Menschliche Motorsteuerung
Das Ausbalancieren eines Stocks ist eines der am meisten untersuchten Kontrollprobleme für Ingenieure. Wenn Menschen eine ähnliche Aufgabe ausführen, weist ihr Verhalten Schwankungen auf, die eher an Erdbeben oder Finanzmarktcrashs erinnern als an ein System, das sorgfältig darauf ausgelegt ist, große Schwankungen zu vermeiden. Eine mögliche Erklärung ist die kontinuierliche und schnelle Anpassung. Der Mensch plant seine Bewegungen möglicherweise mit Hilfe von Ad-hoc-Vorhersagen, um lokale Trends, die er beobachtet, zu eliminieren. Wenn sich beispielsweise ein Stock in der gewünschten aufrechten Position befindet, ist es nicht möglich vorherzusagen, wohin der Stock fallen wird, bis er tatsächlich fällt. Dieser Mechanismus führt zu Selbstähnlichkeit in Kontrollsystemen und kann viele Eigenschaften des menschlichen Kontrollverhaltens in psychophysischen Experimenten erklären.
Finanzmärkte
In Wirtschaftstheorien wird häufig davon ausgegangen, dass sich Händler maximal rational verhalten und dass Preisschwankungen die natürliche Folge eines effizienten Ausgleichs von Arbitragemöglichkeiten sind. Das heißt, die Händler nutzen vorhersehbare Preisänderungen und eliminieren damit alles außer zufälligen Schwankungen, die traditionell als gaußförmig angenommen werden. Allerdings kommt es bei den Preisbewegungen häufig zu extremen Ereignissen wie Abstürzen. Außerdem verhalten sich Menschen oft nicht wie ideale Händler. Wir untersuchen die Zusammenhänge zwischen Markteffizienz, Agentenverhalten, Ressourcenumverteilung und Extremereignissen. Unsere Studien umfassen Methoden aus der statistischen Physik, Multi-Agenten-Modelle und Verhaltensexperimente mit Gruppen von interagierenden menschlichen Probanden.

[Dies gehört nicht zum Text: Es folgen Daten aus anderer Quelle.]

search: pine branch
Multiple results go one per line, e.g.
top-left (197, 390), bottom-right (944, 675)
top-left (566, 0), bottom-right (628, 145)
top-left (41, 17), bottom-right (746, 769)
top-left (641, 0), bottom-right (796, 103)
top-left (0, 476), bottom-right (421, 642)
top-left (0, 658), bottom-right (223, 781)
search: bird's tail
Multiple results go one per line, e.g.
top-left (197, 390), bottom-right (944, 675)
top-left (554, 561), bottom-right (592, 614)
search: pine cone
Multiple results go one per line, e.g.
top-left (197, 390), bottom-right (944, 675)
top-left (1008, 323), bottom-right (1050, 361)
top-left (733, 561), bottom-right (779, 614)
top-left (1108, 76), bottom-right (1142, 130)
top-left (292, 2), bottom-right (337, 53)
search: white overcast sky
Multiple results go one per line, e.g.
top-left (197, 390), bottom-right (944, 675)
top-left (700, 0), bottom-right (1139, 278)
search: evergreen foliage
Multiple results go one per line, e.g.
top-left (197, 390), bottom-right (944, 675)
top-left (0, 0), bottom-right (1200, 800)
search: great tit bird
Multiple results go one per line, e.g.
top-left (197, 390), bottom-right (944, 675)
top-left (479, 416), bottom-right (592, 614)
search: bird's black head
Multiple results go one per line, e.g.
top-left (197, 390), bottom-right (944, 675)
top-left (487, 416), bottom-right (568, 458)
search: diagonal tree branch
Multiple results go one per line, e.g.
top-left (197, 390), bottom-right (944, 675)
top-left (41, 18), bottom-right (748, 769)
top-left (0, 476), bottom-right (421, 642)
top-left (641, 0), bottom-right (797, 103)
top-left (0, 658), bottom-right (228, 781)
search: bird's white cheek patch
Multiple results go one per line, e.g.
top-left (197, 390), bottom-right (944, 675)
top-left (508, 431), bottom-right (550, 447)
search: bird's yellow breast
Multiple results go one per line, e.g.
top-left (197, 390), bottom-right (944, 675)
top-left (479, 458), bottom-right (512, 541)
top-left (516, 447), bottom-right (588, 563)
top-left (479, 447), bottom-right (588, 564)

Evolution in ökologischen Netzwerken
Obwohl in den letzten Jahrzehnten zahlreiche Untersuchungen zur Evolution von Arten und zum Verständnis von Ökosystemen durchgeführt wurden, sind sowohl die Entstehung und Entwicklung von Ökosystemen als auch die beobachtete Artenvielfalt nach wie vor unklar. Um dies zu untersuchen, untersuchen wir ein Populationsmodell mit variablen Interaktionen, die Mutationen unterworfen sind. Erste Ergebnisse deuten darauf hin, dass sehr einfache Mutationsregeln ausreichen, um ökologische Netzwerke aus nur einer ursprünglichen Art entstehen zu lassen.Ökosysteme haben sich im Laufe vieler Jahrtausende durch die darwinsche Evolution entwickelt. Ökosysteme bestehen aus vielen verschiedenen Arten, die sich gegenseitig durch verschiedene Arten von Wechselwirkungen beeinflussen, z. B. Räuber-Beute-Wechselwirkungen oder Mutualismus. Diese Ökosysteme können als ökologische Netzwerke betrachtet werden, die Arten als Knotenpunkte und Interaktionen als Verbindungen zwischen ihnen enthalten. Berücksichtigt man die Evolution, so weisen die Netzwerke eine komplexe Dynamik auf verschiedenen Zeitskalen auf. Erstens die Populationsdynamik der Arten, die auf einer recht kurzen Zeitskala (~ Tage) abläuft, und zweitens die Dynamik von Mutationen und Selektion, die in der Regel auf einer viel längeren Zeitskala (~ Hunderte von Jahren) abläuft.